Como ainda acontece com “dois a três mil” portugueses pelo mundo – números citados pelo ministro dos Negócios Estrangeiros, Bernardo e a namorada Margarida Cunha estão “presos” no seu destino de férias, no caso, nas Honduras, mais precisamente numa ilha de 45 quilómetros quadrados e cerca de quatro mil habitantes. “As fronteiras estão todas fechadas e as pessoas estão confinadas às suas casas” desde que o presidente Juan Orlando Hernández declarou o estado de emergência após a detecção dos dois primeiros casos de Covid-19 no país da América Central. “Já passou uma semana e meia”, recorda Bernardo. Foi uma sexta-feira, 13.
O casal chegou a Utila, uma referência no mundo do mergulho, no dia 21 de Fevereiro, precisamente tendo em vista um curso, que teria a duração mais ou menos de um mês e que foram obrigados a interromper. O regresso a Portugal, bilhete original na TAP, estava previsto acontecer no dia 25 de Março.
“Não há muita coisa por aqui”, descreve Bernardo Galvão — alugou um apartamento, que custa ao casal 700 dólares (cerca de 650 euros) por mês — com “três horas por dia” para fazer compras por entre as grades do supermercado e da farmácia perante a vigilância de meia dúzia de militares que patrulham as poucas artérias da ilha, que recebe mantimentos uma vez por semana. “Isto é muito complicado em termos de infra-estruturas. Há um multibanco e nem um hospital em caso de emergência”.
“Que se saiba”, não há casos do novo coronavírus em Utila. Por isso, o que mais preocupa este casal é a escassez de “informação de confiança” por parte do Ministério dos Negócios Estrangeiros (MNE) português. “Tem sido complicado ter alguma informação sobre o que se vai passar e quando podemos sair do país”, lamenta Bernardo em conversa telefónica com a Fugas, referindo-se nomeadamente ao silêncio das linhas de emergência criadas pelo MNE “com o objectivo de prestar informação aos portugueses que se encontrem transitoriamente em viagem no estrangeiro relativa ao regresso a Portugal”.

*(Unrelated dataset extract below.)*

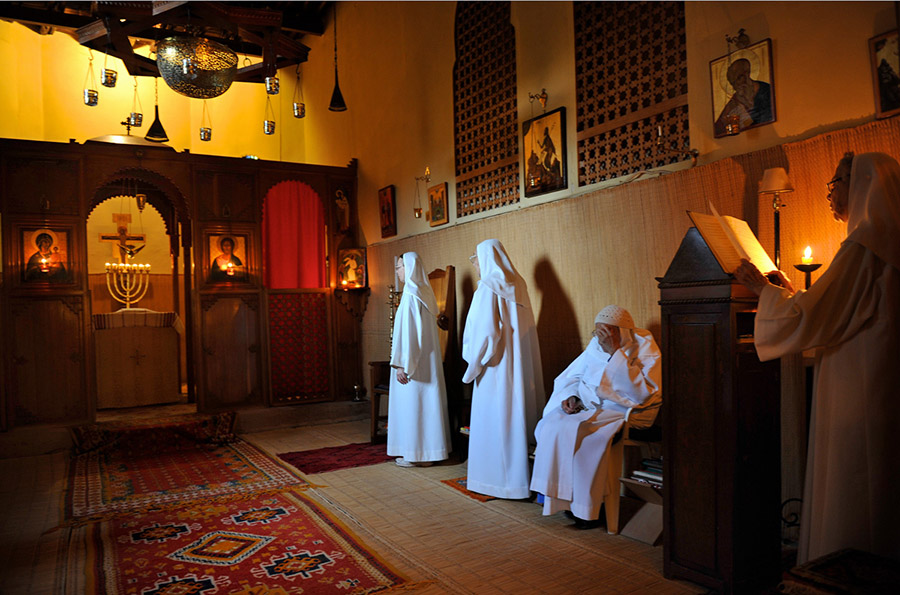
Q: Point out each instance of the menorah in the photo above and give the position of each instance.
(393, 302)
(127, 283)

“Responderam uma semana depois e quando já seria mesmo impossível sair do país”, comenta Bernardo, que “só dois dias depois de chamadas consecutivas” conseguiu falar com alguém da linha de emergência Covid-19 que o reencaminhou para uma agência de viagens. A Barcelo teve uma resposta que Bernardo considera “compreensível” dadas as circunstâncias: “Se não há aviões a sair do país, o que é que podemos fazer para ajudar?”.
Para além disso, foi informado por e-mail que o seu nome já teria sido incluído numa listagem enviada ao MNE no sentido de sinalizar todos os cidadãos retidos na área de jurisdição da Embaixada de Portugal no México (Portugal não tem representação diplomática nas Honduras, apenas um cônsul honorário, o holandês Hans Niehorster) e “caso venha a ser aventada possibilidade de organizar um voo de repatriamento, no âmbito da União Europeia ou outro” ("sublinhamos que de momento não há indicações nesse sentido”, constava do mesmo email, que, “em linha com as declarações recentes do Sr. Ministro de Estado e dos Negócios Estrangeiros [numa entrevista à Rádio Renascença], o MNE não é uma agência de viagens, mas conta com a colaboração de um operador e da Associação Portuguesa das Agências de Viagens e Turismo para o efeito").
“O que eu precisava por parte do MNE não era nada disso, era algum tipo de apoio, informação, alternativas, sair para alguma fronteira terrestre, algo. Ou mesmo esta informação: ‘não há nada a fazer, tem que esperar xis tempo’.” Ao invés, Bernardo tem estado desde muito cedo em contacto com a embaixada de Espanha, que para o efeito criou um grupo de WhatsApp para manter os seus viajantes a par das novidades. “Os americanos e canadianos têm feito voos de repatriamento quase todos os dias. Mas a União Europeia não tem mexido um dedo para ajudar as pessoas”, acusa. “Principalmente quando vemos um ministro dizer que a prioridade é fazer retornar os cidadãos portugueses que ainda estão no estrangeiro”.